Closed emanuelegiona closed 1 year ago
Hi @emanuelegiona, WOSS 1.12.3 fixes some issues with coordinates conversions, as reported in this changelog.
Please try to update both WOSS and woss-ns3 to the latest 1.12.5.
After that, if you are still facing the issue:
1) provide a simple .cpp example so that we can try to reproduce.
2) provide the output of the simulator (standard output to a file) with every single debug option in the helper active.
This should help in pinpointing the exact call before the NetCDF error.
3) finally, debug the ns3 example via GDB (check ns3 wiki on how to do this) and when the program will stop due to error, run the backtrace
option and report the output here.
Thanks
regards
Thanks @MetalKnight for the quick reply. I updated to WOSS 1.12.5, as well as its ns-3 integration module, however the problem has not been solved.
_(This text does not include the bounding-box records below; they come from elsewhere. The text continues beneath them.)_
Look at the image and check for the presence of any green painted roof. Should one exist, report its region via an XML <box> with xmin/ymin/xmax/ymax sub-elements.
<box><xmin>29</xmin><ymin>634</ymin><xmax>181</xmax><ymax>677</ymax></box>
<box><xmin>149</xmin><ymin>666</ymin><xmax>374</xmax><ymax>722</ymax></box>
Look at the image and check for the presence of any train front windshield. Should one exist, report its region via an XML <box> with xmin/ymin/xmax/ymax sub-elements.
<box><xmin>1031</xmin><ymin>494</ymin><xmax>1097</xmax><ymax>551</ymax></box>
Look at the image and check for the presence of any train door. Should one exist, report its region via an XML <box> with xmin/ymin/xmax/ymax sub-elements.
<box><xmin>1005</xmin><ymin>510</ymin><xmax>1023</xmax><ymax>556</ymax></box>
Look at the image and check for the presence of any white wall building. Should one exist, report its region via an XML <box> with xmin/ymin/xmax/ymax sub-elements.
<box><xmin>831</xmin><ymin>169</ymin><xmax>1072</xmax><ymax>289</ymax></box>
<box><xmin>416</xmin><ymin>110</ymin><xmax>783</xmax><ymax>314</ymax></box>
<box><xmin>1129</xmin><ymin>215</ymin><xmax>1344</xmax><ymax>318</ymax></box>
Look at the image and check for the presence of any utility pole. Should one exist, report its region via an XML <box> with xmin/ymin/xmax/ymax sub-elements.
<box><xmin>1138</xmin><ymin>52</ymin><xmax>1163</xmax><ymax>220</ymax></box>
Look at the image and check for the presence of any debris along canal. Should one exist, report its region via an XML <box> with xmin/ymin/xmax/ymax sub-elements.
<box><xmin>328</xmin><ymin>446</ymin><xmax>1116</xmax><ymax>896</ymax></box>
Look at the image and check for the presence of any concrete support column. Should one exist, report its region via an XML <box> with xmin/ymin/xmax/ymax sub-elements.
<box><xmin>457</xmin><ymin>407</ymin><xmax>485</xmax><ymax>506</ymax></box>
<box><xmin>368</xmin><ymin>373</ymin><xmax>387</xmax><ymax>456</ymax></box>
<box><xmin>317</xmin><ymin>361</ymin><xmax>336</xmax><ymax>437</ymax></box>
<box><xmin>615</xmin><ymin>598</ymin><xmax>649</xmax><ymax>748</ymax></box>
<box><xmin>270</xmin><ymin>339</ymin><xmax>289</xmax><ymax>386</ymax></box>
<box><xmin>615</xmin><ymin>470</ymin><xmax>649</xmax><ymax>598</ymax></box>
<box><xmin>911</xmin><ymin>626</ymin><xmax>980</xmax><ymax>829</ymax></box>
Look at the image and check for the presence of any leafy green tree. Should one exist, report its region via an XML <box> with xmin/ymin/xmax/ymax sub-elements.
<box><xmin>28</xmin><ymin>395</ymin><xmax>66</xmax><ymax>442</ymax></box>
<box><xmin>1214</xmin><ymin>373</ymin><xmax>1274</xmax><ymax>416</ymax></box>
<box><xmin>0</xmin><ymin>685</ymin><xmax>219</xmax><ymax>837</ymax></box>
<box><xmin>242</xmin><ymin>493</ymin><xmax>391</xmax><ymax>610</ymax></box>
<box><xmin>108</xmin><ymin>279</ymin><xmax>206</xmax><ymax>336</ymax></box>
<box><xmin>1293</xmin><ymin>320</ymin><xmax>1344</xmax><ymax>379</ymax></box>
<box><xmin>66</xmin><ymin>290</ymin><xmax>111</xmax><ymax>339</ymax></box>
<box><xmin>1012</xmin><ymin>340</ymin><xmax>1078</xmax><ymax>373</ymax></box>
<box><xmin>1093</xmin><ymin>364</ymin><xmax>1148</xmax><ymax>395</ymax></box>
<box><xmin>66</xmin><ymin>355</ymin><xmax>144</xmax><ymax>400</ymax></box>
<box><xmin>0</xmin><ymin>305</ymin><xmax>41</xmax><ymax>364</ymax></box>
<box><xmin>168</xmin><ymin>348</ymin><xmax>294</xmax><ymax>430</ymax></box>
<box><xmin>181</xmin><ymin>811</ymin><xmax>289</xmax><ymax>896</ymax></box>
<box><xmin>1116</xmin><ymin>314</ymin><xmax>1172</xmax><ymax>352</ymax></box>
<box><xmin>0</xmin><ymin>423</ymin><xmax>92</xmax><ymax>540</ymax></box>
I am still working on the 3.33 simulator version and using the 2020 GEBCO global grid.
If anything, the outcome has worsened; indeed, when executing simulations in the completely static scenario (characterized by fixed roaming node position and no "high-mobility" WOSS configuration), the "NetCDF: HDF error" is thrown, whereas it was working with WOSS 1.12.0 before.
Please find a simulation script acting as Minimum Reproducible Example at this link, as well as the log files you requested at steps 2 and 3:
WOSS debug options ON (scenario: no high mobility, fixed roaming node position at waypoints n. 0 and n. 10): link (279 MB zip file, ~7.5 GB per log file, 2 log files)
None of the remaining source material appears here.